Une KT ou un changement de greffon peuvent être envisagés en cas de KMC persistante ou évolutive. La fréquence du recours à la greffe varie en fonction de l'étiologie : une KT est réalisée dans 38,5 % des cas de KMC bactériennes, 50 % des cas de KMC fongiques, 66,7 % des cas de KMC amibiennes et dans 28,6 % des cas de KMC mycobactériennes [1]. Il n'y a pas d'étude comparant l'efficacité entre KT et greffe lamellaire antérieure, mais il semblerait qu'une greffe lamellaire soit efficace en présence d'infiltrats stromaux antérieurs; l'OCT permet alors de guider le chirurgien dans l'évaluation de la profondeur des opacités. Dans les rares cas de KMC post-greffe endothéliale, une KT a été nécessaire. La chirurgie a permis de résoudre l'infection dans plus de 80 % des cas, toutes étiologies confondues [1]. Il est impératif de maintenir un traitement anti-infectieux postopératoire, adapté aux résultats microbiologiques (mise en culture et analyse anatomopathologique du greffon cornéen prélevé). Il n'existe pas de consensus sur la durée du traitement, mais un minimum de 6 mois de traitement est généralement respecté [2].
Pronostic
Le pronostic des KMC semble globalement bon dans les rares cas publiés : l'évolution après traitement a été favorable chez plus de 80 % des patients.
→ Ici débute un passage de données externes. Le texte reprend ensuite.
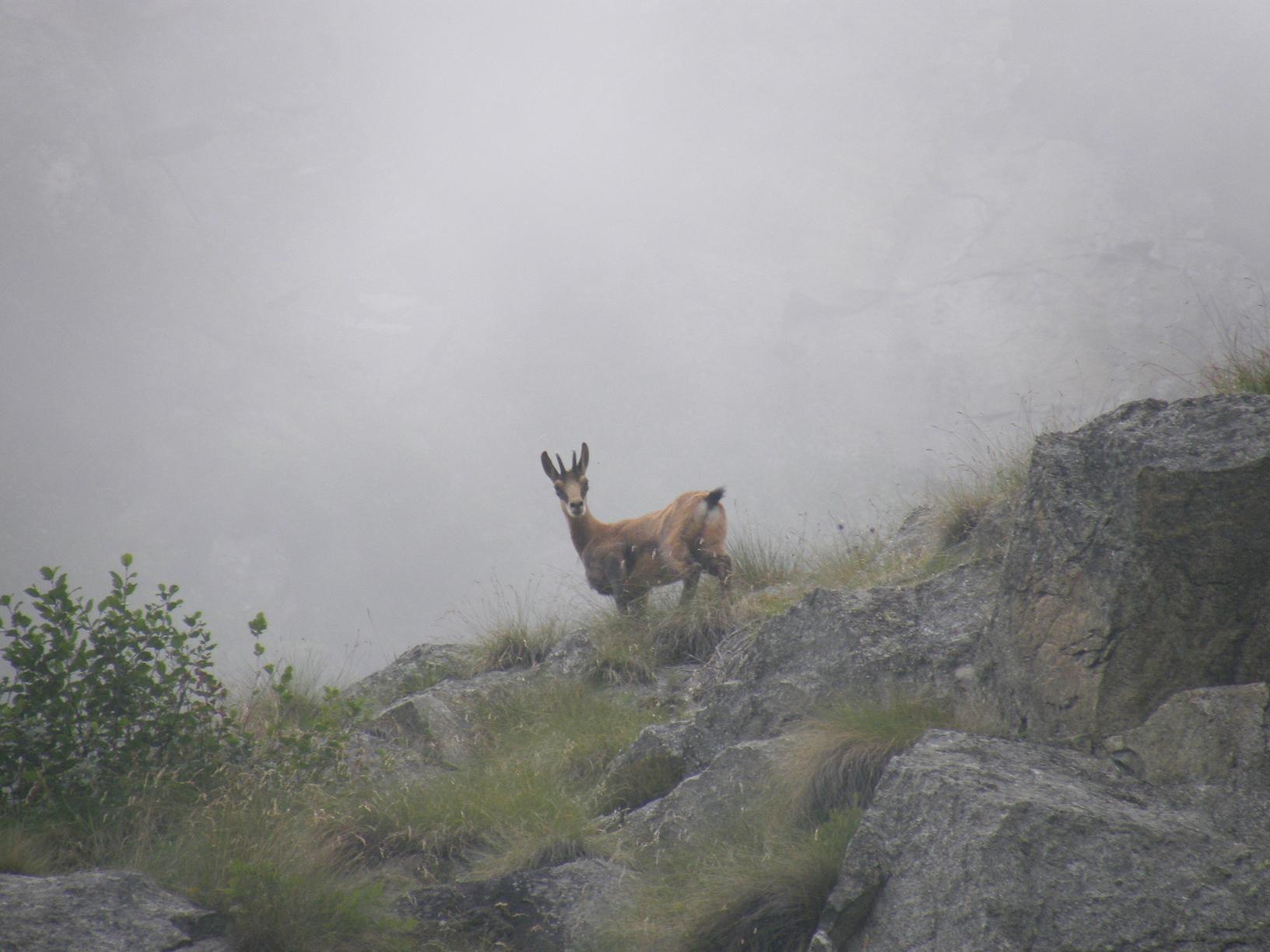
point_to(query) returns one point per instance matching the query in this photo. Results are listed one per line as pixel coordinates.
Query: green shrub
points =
(100, 692)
En revanche, les KMC associées aux infections amibiennes semblent être un facteur de mauvais pronostic; une évolution favorable a été rapportée dans seulement 66,7 % des cas [2].
Conclusion
La kératite microcristalline est une infection rare, habituellement d'origine bactérienne et plus rarement fongique. Sa présentation clinique est assez spécifique et est due à la physiopathologie même de l'infection. L'évolution étant lente, le retard diagnostique demeure assez fréquent. L'infection étant bactérienne dans plus de 70 % des cas, un traitement antibiotique probabiliste est rapidement introduit après prélèvement. Ce traitement sera adapté ensuite aux résultats microbiologiques.